Maybe that was what Amelia had been missing. She walked up and sat down.
“My name is Amelia,” she said, “and… thank you.”
Penny turned her head and smiled knowingly.
“No prob.”
--
The shattered superstructure creaked. Trails of dust fell like heavy sand. Amelia leaned into the supports they had created so her full strength could be used. Thick vines intertwined white silk stronger than carbon steel formed a ceiling, while her four arms formed the pillars. Above, roughly forty floors of rubble bore down on their blister of air, a transient pocket in the pile of destruction.
“That whoreson,” Amelia uttered through grit teeth. That blasted telekinetic tore down the building they were in as an attack against that living glacier woman.
“We really do just get in their way.”
“Do not talk,” Amelia said. “Stop empowering your vines. Save your strength.”
Penny coughed into her hand. The air was becoming more and more difficult to breathe. The burn was worse in Amelia’s arms. She adjusted her stance, only to feel the weight above shift, loosening more dust into their chamber. Penny coughed again, harder this time.
“It has stopped, right?” Amelia asked. “Just nod.”
Penny nodded and patted the patch of plant matter she had fused with her stomach.
“They will know,” Amelia said. “They must know we are under here. M.A.G.E would never allow casualties to occur.”
“There’s a first time for everything.”
“Shut up. I am serious.”
“Remember when we went to the mall all those years ago? Days after we met?”
“Stop.”
“Same day the sky fell.”
“Penny…”
The more Penny talked, the quieter she became. Not that her voice did not remain perfectly audible.
“Here we are again. Guess that’s the danger of living in the big city-” A cough. “-Not even earthquakes are that big of a deal in the countryside.”
“Penny, please, quiet.”
“Ever wonder if our way of life just creates a bunch of problems for ourselves? And then we congratulate the next generation when they solve it for us. Must be nice to be a hero where you’re from. Fighting monsters and easy to understand villains.”
Creaks sounded all around them. But not from Amelia’s chitin. She did not know what could break her skin. She could probably have let go and dug herself out. That however was not an option.
“We will get out of this,” Amelia said. “We will not be beat by this ridiculous game.”
“Do you ever wonder how this is supposed to be make us better heroes?” Penny asked. Then she said nothing else.
Amelia glared. Time beached and crawled. Upon inspection, she saw the slow rising and falling of Penny’s chest. Amelia breathed. The seconds could flow again.
“Any moment now,” she said to herself.
--
Lyssa ran. Her gifts, she used them all. Anything to get her closer to the action. She entered the city in a blur of motion, only stopping when her heart threatened to seize. Nearing her limit, her muscles locked, the force-fire abated and the pressure manipulating dark mist of her twitchwalk vanished. She fell to her knees in the middle of a main road. Empty buildings flanked her, convincingly real structures that look as though they were once occupied. The only occupants here now where the giants who had revealed themselves. Further down the road, mountains of ice shot up in tectonic magnitudes, only to be shattered by warbling waves of invisible force.
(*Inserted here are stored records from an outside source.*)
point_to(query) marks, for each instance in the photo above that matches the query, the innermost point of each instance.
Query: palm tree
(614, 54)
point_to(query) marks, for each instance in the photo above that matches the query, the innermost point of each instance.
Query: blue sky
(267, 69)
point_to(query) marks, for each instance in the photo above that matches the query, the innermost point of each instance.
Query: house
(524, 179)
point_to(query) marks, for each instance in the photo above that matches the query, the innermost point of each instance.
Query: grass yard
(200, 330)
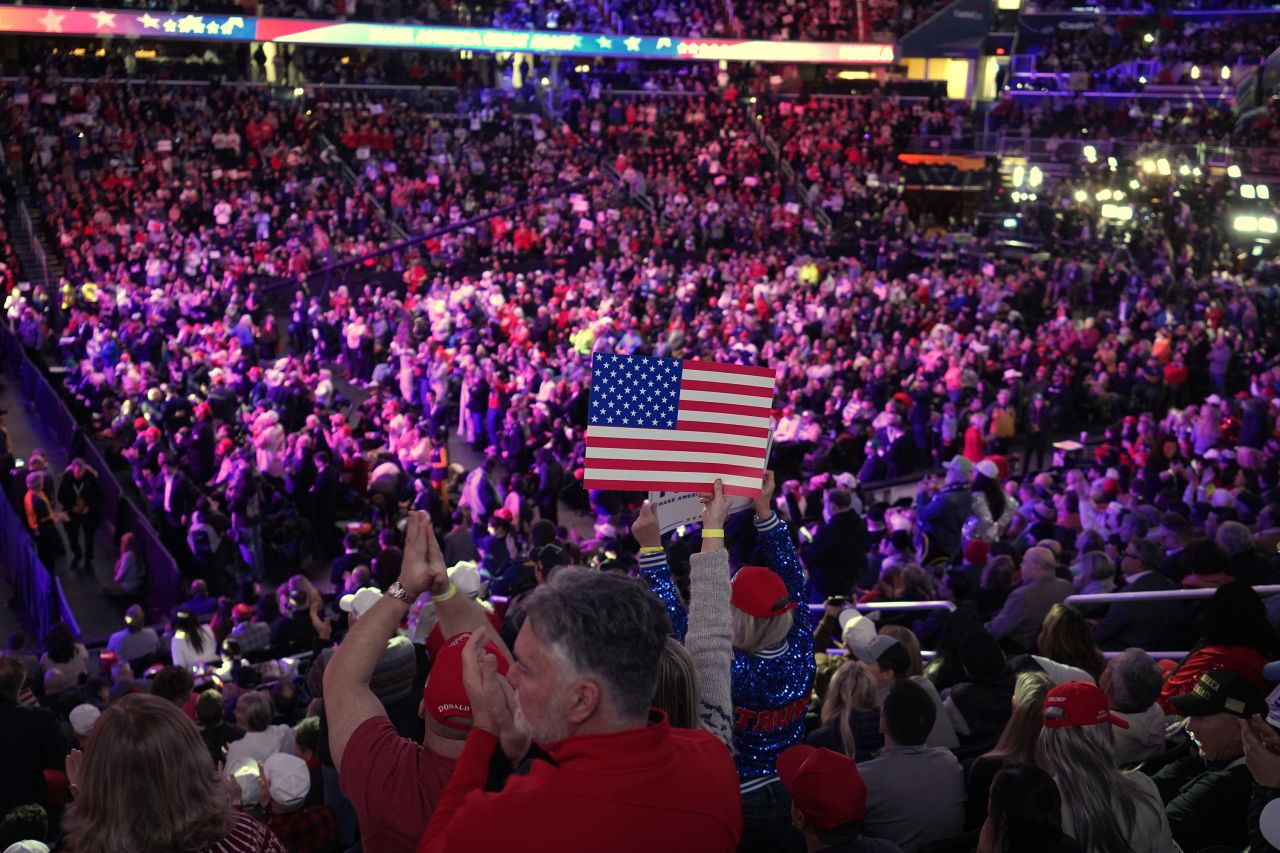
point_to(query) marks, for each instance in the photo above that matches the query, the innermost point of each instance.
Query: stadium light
(1246, 223)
Cold air wafted towards her, chilling the entire street. The announcers watching above cheered from their unreachable seats.
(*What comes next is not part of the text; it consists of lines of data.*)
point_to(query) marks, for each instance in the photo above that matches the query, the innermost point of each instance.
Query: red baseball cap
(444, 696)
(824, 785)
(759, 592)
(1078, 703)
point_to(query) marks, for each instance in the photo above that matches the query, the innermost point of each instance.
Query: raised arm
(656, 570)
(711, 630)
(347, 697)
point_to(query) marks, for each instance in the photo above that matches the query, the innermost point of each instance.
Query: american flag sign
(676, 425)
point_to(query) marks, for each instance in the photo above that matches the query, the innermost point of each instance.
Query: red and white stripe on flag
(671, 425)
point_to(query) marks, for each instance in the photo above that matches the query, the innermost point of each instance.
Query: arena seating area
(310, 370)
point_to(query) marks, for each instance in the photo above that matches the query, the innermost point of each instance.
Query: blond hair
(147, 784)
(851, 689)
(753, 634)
From down below, all Lyssa could see was destruction. When ice met telekinetic blast again, a huge wave of white froth exploded forth. It crashed down onto the roads, spreading in all directions, as if God had decided to begin another flood at the exact location. Except this was not water, but a sleet of liquid nitrogen and dry ice flakes. The wave rushed towards her as the voices within screamed for control.